Current estimates show that the limping American economy will still make a trillion-dollar contribution to world’s demand and output this year and next.
North America (Canada and Mexico), European Union and China are the largest beneficiaries of the U.S. foreign trade.
In the first seven months of this year, those economies accounted for 67% of America’s merchandise trade deficit.
China again was the biggest winner, taking in a net trade income of $156 billion on its American goods trade transactions.
Despite those numbers, some of you may find the idea that the U.S. remains a locomotive of world economy hard to believe. After all, what you hear now is that a debt-ridden America will be lucky to skirt a recession over the next 12 months.
So, let’s clarify how international trade operates on demand and output.
A country buying more than it sells to the rest of the world is contributing to economic growth of its main trade partners. Conversely, a country selling more than it buys from the rest of the world lives off its main trade partners, especially in cases where the country’s trade surpluses become a structural feature of its economic growth.
Deficits do matter
This is the kind of discussion you will mostly find in economic textbooks. The general media and financial analysts either ignore this key concept of macroeconomic theory, or, like some American politicians, they think that “deficits don’t matter.”
Leaving that topic for another occasion, let’s show, instead, some examples of actual trade patterns of three major world economies.
The U.S. goods and services trade with the rest of the world is now fluctuating around trillion-dollar deficits. This year and next, those deficits could be well above 3% of GDP.

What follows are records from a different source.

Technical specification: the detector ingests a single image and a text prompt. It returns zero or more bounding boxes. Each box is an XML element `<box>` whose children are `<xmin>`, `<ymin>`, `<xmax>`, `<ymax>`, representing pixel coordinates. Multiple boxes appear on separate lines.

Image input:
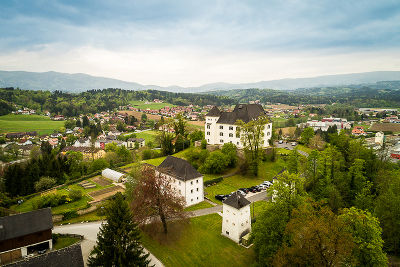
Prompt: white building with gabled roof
<box><xmin>222</xmin><ymin>192</ymin><xmax>251</xmax><ymax>243</ymax></box>
<box><xmin>204</xmin><ymin>104</ymin><xmax>272</xmax><ymax>148</ymax></box>
<box><xmin>156</xmin><ymin>156</ymin><xmax>204</xmax><ymax>206</ymax></box>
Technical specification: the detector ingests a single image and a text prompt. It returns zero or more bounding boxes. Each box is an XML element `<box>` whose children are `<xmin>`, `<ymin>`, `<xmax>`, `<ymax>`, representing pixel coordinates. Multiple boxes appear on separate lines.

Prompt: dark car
<box><xmin>239</xmin><ymin>188</ymin><xmax>249</xmax><ymax>194</ymax></box>
<box><xmin>38</xmin><ymin>249</ymin><xmax>47</xmax><ymax>255</ymax></box>
<box><xmin>215</xmin><ymin>195</ymin><xmax>227</xmax><ymax>201</ymax></box>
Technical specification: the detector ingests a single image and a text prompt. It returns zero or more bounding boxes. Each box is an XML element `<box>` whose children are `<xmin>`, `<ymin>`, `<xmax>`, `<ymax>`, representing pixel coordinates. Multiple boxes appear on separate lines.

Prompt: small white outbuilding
<box><xmin>222</xmin><ymin>192</ymin><xmax>251</xmax><ymax>243</ymax></box>
<box><xmin>101</xmin><ymin>168</ymin><xmax>125</xmax><ymax>183</ymax></box>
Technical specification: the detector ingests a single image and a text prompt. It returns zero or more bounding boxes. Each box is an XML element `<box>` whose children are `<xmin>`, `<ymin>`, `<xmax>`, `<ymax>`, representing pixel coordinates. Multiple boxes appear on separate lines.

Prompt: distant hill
<box><xmin>0</xmin><ymin>71</ymin><xmax>400</xmax><ymax>93</ymax></box>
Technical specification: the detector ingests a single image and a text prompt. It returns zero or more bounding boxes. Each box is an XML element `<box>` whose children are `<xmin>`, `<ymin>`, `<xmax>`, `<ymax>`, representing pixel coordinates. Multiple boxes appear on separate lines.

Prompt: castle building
<box><xmin>204</xmin><ymin>104</ymin><xmax>272</xmax><ymax>148</ymax></box>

By contrast, the 20 countries of the European monetary union (aka the euro area) are running trade surpluses that closely reflect the bloc’s growth path. Last year, its surplus on goods and services trade was a rather small €104.4 billion (0.7% of GDP) as its strongly growing economy (3.5%) was pulling in more imports.
That is changing now. The euro area trade surpluses are surging toward the €350-€400 billion range (2.5% of GDP) because the economy has entered a growth recession. The area’s businesses are now exporting to survive (that’s living off one’s trade partners).

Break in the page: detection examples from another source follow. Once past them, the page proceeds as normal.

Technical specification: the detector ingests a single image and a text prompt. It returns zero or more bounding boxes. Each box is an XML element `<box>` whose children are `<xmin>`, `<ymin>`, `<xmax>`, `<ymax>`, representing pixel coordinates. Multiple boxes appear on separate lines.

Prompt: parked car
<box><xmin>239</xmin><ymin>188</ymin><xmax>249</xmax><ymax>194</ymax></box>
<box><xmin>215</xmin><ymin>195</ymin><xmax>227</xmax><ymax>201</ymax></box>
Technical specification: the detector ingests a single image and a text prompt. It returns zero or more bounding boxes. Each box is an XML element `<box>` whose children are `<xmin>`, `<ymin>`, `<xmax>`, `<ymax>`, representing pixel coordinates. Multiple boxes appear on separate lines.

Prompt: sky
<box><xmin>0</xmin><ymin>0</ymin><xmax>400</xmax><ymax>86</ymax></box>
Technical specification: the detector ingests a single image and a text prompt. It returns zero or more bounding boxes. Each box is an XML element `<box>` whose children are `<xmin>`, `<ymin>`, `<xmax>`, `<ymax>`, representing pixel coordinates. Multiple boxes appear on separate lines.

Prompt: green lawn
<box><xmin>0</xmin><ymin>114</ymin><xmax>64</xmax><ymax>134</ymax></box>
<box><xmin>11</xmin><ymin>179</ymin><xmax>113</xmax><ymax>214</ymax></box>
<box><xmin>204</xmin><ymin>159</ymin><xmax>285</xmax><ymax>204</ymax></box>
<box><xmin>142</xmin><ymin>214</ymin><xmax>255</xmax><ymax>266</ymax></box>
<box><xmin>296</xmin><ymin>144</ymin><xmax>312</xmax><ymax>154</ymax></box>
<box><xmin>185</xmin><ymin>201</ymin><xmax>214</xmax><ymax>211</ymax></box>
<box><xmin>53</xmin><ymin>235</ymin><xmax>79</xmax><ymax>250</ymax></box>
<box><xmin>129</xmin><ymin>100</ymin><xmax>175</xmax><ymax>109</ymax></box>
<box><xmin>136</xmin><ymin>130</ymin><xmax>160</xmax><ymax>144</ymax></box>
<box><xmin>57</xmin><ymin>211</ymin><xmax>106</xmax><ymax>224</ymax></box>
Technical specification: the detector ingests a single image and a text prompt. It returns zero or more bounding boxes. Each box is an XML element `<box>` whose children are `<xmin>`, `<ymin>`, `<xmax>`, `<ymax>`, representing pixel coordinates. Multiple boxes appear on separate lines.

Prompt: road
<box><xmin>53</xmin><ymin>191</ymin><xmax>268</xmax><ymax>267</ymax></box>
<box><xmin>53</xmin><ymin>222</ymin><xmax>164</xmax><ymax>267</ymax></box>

China, with its high savings rate, modern manufacturing industries and unrivaled infrastructure technology, has created a steady stream of half a trillion dollars in annual surpluses on its goods and service trades – roughly equivalent to 2.5% of GDP.
Upgrade the U.S. trade policy
And Beijing’s trade with Washington remains very imbalanced. During the January to July period of this year, U.S. goods exports to China were only one-third of China’s exports to the U.S.

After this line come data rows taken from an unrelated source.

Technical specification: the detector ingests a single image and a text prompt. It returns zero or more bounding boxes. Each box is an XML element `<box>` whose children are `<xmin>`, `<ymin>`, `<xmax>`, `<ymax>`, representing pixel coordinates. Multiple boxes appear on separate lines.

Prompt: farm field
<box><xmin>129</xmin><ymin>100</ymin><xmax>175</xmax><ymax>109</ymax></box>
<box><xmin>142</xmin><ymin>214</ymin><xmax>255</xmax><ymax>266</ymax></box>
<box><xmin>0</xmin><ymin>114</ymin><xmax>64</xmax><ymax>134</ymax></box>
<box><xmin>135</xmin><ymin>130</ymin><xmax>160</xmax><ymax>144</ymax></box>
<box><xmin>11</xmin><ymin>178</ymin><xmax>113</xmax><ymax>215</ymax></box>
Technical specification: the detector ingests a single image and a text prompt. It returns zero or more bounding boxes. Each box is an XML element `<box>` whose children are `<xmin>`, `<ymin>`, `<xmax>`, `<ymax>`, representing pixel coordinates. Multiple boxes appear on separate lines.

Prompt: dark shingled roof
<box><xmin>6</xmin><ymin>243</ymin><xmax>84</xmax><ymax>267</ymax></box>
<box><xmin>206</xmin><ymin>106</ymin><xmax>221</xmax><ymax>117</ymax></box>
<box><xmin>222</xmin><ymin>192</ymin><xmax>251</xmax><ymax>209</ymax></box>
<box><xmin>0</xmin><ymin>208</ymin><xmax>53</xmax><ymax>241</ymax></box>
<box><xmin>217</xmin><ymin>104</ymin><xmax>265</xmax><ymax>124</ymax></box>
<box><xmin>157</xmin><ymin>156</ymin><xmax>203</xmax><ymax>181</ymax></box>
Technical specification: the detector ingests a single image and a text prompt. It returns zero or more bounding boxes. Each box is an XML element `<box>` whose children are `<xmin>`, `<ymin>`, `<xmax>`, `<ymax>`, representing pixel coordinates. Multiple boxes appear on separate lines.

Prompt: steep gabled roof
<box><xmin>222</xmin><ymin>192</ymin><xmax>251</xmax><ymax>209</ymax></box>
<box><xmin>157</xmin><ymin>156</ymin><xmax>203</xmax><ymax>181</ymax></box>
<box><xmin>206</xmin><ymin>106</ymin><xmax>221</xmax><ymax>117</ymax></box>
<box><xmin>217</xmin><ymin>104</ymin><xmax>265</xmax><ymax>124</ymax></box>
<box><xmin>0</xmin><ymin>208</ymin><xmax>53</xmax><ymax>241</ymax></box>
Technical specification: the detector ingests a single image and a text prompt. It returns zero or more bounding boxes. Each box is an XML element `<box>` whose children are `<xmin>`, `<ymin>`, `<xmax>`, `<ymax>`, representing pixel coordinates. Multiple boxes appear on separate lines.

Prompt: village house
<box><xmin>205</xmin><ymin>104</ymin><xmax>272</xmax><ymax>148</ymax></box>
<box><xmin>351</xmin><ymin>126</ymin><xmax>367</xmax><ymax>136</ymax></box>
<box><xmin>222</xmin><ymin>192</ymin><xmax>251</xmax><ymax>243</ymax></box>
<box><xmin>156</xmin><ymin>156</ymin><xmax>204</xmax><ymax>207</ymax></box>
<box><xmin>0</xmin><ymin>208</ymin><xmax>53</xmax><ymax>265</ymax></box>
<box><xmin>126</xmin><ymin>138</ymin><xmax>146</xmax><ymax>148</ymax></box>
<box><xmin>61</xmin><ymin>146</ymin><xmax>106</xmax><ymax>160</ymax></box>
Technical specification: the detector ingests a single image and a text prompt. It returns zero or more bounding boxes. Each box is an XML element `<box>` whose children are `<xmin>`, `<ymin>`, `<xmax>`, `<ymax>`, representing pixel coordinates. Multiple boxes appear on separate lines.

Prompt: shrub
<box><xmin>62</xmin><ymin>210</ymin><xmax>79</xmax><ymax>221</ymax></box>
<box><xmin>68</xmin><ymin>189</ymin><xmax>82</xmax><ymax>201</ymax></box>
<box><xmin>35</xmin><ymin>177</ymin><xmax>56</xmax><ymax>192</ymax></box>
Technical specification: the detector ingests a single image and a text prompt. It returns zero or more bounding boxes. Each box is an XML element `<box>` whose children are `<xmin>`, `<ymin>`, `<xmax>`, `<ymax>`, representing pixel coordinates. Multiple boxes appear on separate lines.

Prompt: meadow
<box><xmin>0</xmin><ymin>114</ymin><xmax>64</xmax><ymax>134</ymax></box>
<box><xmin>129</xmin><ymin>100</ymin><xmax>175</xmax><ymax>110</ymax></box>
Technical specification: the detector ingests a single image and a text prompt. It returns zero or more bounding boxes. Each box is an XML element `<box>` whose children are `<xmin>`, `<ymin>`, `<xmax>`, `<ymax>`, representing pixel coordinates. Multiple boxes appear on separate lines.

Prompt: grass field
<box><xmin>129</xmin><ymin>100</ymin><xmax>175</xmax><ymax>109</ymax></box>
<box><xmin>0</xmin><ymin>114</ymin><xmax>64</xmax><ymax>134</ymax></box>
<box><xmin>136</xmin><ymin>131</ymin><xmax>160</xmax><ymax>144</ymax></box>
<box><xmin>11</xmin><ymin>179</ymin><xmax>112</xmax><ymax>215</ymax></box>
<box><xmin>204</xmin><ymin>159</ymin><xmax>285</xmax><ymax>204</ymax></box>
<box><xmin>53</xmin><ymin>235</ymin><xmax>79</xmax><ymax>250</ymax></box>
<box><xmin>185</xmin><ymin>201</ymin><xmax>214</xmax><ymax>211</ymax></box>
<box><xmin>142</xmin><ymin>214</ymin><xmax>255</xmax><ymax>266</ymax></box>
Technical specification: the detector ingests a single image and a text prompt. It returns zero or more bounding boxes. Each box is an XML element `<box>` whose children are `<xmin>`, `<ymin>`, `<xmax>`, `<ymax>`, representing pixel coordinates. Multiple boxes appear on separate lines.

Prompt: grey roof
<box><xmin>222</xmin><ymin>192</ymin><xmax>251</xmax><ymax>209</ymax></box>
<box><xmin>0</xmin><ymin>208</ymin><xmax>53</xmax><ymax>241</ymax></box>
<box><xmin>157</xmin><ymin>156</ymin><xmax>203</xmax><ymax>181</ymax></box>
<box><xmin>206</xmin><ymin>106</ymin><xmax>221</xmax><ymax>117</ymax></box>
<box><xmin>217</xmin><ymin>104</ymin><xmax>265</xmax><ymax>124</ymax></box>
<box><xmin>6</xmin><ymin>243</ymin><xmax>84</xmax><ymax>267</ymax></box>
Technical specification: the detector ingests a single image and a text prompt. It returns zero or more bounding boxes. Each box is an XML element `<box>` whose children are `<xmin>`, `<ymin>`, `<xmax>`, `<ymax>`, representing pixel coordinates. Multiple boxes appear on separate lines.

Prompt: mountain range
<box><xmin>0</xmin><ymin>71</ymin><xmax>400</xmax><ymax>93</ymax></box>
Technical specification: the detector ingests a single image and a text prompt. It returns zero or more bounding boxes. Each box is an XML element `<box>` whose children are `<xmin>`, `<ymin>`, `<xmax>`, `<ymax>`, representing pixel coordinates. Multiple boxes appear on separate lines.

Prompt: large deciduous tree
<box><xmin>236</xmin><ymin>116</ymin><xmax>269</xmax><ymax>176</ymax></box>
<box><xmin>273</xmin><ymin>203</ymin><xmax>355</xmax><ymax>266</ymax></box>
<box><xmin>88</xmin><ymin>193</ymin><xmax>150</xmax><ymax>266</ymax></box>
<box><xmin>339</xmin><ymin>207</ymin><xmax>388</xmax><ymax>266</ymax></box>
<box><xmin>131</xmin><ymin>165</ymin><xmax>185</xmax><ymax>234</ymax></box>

The main message of all that for Washington is to make trade with the rest of the world a key foreign policy component.
That’s imperative for an open country where the external sector represents 30% of GDP. Indeed, the trade balance is an important factor of economy’s cyclical and structural stability.
The U.S. current trade deficit of 3% of GDP is a bit higher than its long-term average. The deficit reflects the strength of domestic demand, structural problems of a relatively low savings rate, and the dollar’s position as the key transactions currency and reserve asset.
Taken together, those cyclical and structural features make it difficult to avoid external deficits. And that creates several issues to keep in mind.
One, Washington should prevent systematic and excessive bilateral trade gaps. That is now becoming an increasingly important problem because the world’s trading system is getting fragmented along the lines of competing security and strategic alliances.
Two, being by far the world’s largest economy, the U.S. should uphold, as much as possible, a reasonably free and fair trade. Cases of discriminatory trade practices – restricted market access, sanctions, “de-risking,” dual technology export bans, etc. – should be avoided. Those measures invite retaliation, with shrinking trade and large losses of jobs and incomes.
Three, in view of rapidly changing global power relationships, Washington may wish to keep its debt and deficits down to avoid binding external policy constraints.
On the home front, America’s monetary, fiscal and labor market policies should be targeted around the country’s potential and noninflationary economic growth, currently estimated around 1.5%. That is down from the most recent long-term average of 3%, mainly owing to a weak labor force and labor productivity growth – matters of serious policy concern.
The monetary policy should maintain a leading role in stabilizing the U.S. economy by restoring price stability, guaranteeing the safety and soundness of the financial system -- and refusing to validate irresponsible fiscal policies.